There are other ways in which exercise is neuroprotective, meaning it builds up our ability to defend ourselves against neurologic decline. Exercise causes levels of a substance called Brain Derived Neurotrophic Factor (BDNF) to increase. BDNF has been called “Miracle-Gro for the brain” by Harvard Psychiatrist John J Ratey, MD in his book Spark: The Revolutionary New Science of Exercise and the Brain because it helps nerve cells transmit information better. In fact, low levels of BDNF are associated with depression; so increasing BDNF through exercise can be a natural anti-depressant in a more permanent way than that surge of endorphins.

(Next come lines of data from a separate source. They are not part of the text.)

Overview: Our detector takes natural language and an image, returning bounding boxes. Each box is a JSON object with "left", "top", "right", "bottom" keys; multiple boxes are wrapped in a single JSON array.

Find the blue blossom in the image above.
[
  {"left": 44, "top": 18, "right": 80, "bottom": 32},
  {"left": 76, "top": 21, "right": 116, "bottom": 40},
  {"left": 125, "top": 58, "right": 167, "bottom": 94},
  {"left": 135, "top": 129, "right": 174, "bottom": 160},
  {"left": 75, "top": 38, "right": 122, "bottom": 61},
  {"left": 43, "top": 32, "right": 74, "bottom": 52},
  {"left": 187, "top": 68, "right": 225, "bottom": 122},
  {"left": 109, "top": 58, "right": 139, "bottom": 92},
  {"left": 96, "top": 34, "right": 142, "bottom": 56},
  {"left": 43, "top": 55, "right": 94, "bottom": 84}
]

One more way that exercise helps the brain is by preventing brain damage from stroke. Many studies attest to the benefit of cardiovascular exercise in preventing or minimizing atherosclerosis, the process by which arteries get clogged with plaque. Strokes occur when such plaque-ridden arteries interfere with blood flow to the brain. One recent study showed that men engaging in intense physical activity had less than half the risk of stroke as those who did not engage in such activities.

Furthermore, for those who did have a stroke, the ones who had been exercising before the stroke recovered greater and faster than those who were not physically active. So, exercise was like a great insurance policy that protected people from having stroke and helped them get better even if they did have one.

People spend enormous resources investigating and purchasing supplements that have far less evidence supporting their use in preventing neurological decline than does simple exercise. It may be easier to pop a pill than to go for a run, but the benefits – both short and long term – are more predictable with the running than with the pill.